Could anybody give me any suggestions for observing Element.style.height change ?
on 2008-06-25 03:13
on 2008-06-25 16:48
Hmm this is an interesting idea, so many different ways to access that
property, and with no native property change model it seems
impossible. My first thought was using a timer but that is going to
gum up resources. If in your app you were savvy and used a setter
method you could implement an event that would get this done. Using
prototype's setStyle, and ele being a valid dom reference you could do
something like this
ele.setStyle = ele.setStyle.wrap(function(prc, style){
if(style.height && this.getHeight() != style.height.match(/^[0-9]+/
g).first()){
prc(style);
this.fire("derka:heightChange");
}
else
prc(style);
});
Which would work fine for a single element, if you wanted to observe
multiple elements height change I'd suggest iterating over a
collection of objects that needed this functionality and wrap their
setStyle methods.
Here is a basic working demo of this in action, be sure to have
firebug working as the debug comes across in the console.

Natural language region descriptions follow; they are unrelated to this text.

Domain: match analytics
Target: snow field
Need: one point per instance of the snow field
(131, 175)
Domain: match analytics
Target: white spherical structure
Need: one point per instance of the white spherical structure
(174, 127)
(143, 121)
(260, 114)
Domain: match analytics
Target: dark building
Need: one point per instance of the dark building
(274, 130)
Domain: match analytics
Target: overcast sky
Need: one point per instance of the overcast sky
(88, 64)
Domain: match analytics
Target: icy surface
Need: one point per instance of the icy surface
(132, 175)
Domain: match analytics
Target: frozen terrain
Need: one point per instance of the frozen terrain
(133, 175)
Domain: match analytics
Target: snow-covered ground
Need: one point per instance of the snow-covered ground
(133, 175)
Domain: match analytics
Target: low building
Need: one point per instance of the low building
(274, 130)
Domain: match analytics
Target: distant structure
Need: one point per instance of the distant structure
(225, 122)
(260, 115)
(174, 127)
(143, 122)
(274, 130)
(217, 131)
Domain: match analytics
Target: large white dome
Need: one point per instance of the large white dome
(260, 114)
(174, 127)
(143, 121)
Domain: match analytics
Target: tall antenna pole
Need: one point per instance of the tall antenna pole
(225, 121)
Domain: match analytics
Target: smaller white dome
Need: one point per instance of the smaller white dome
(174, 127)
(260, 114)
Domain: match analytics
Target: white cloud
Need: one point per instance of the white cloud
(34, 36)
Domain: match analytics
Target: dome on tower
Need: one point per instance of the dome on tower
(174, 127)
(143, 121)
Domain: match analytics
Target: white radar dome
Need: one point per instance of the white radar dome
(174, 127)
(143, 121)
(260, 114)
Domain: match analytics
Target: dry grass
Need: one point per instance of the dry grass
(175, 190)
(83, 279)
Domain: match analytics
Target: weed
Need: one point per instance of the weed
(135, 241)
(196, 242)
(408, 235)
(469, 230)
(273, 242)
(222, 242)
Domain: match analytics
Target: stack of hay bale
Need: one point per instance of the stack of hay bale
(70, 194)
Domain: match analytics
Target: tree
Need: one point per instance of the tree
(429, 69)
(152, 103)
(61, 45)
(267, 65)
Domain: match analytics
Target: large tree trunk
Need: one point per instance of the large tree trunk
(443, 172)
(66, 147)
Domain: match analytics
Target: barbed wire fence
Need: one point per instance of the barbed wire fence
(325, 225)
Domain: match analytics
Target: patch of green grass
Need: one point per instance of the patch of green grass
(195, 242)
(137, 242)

http://positionabsolute.net/projects/javascript/pr...
--
Matt Foster
Ajax Engineer
Nth Penguin, LLC
http://www.nthpenguin.com
on 2008-06-25 17:41
Matt, I think he meant an "actual" height change, not just intercepting #setStyle call. Timer seems like an only option in that case, and you're right about performance hog. On a side note, I wouldn't recommend "wrapping" an already "methodized" #setStyle - it's very inefficient. It's also a good idea to see what "style" is, as it could be either an object or a string. Moreover, "style.height" could be 0, so "if (style.height && ... )" would not work as expected. - kangax
on 2008-06-25 18:19
Kangax,
True, my example method isn't rock solid, I wasn't about to
submit a ticket for it heh. It would help to accommodate a string
value being passed, but the documentation states that it only accepts
a hash, this was more for proof of concept than the next big thing. I
am curious about the "methodized" inefficiencies, would it be more
appropriate to set it as such...
ele.setStyle = Element.Methods.setStyle.wrap...
--
Matt Foster
Ajax Engineer
Nth Penguin, LLC
http://www.nthpenguin.com
on 2008-06-25 18:34
It absolutely would. IE happens to be very sensitive to "methodized" (and "wrapped" to some extent) methods. The problem is $ (as well as concat and $A) which does some heavy lifting in IE. Take a look at this benchmark http://yura.thinkweb2.com/bench/test/performance/dom.html There's a 10%-40% speed increase by simply replacing "element.<method>" with "Element.<method>(element)" : ) - kangax
on 2008-06-25 22:35
Thanks for discussion. The main goal is to set scrollbars (not native) instantly when div height goes bigger than document viewport height. I got an idea to fire an "custom" event every time when something added into this div.
on 2008-07-08 20:45
I just rant your test in FF3 & IE7 - the difference is significant, especially in IE. Do you know what accounts for that? Is there any drawback to using Element.<method> instead of element.<method> (beyond extra typing)?
on 2008-07-08 20:50
What accounts for it is the fact that methodizing a function requires an additional layer of indirection, an additional function call, and a bunch of argument processing, each time the method is invoked. In other words, every call to element.method(...) has to push element onto the front of the parameter list, and call Element.Methods.method(element, ...). Depending on the browser, this array processing and calling a re-bound function really adds up. -Fred On Tue, Jul 8, 2008 at 1:00 PM, andy.kriger@gmail.com <andy.kriger@gmail.com> wrote: > > I just rant your test in FF3 & IE7 - the difference is significant, > especially in IE. > Do you know what accounts for that? > Is there any drawback to using Element.<method> instead of > element.<method> (beyond extra typing)? -- Science answers questions; philosophy questions answers.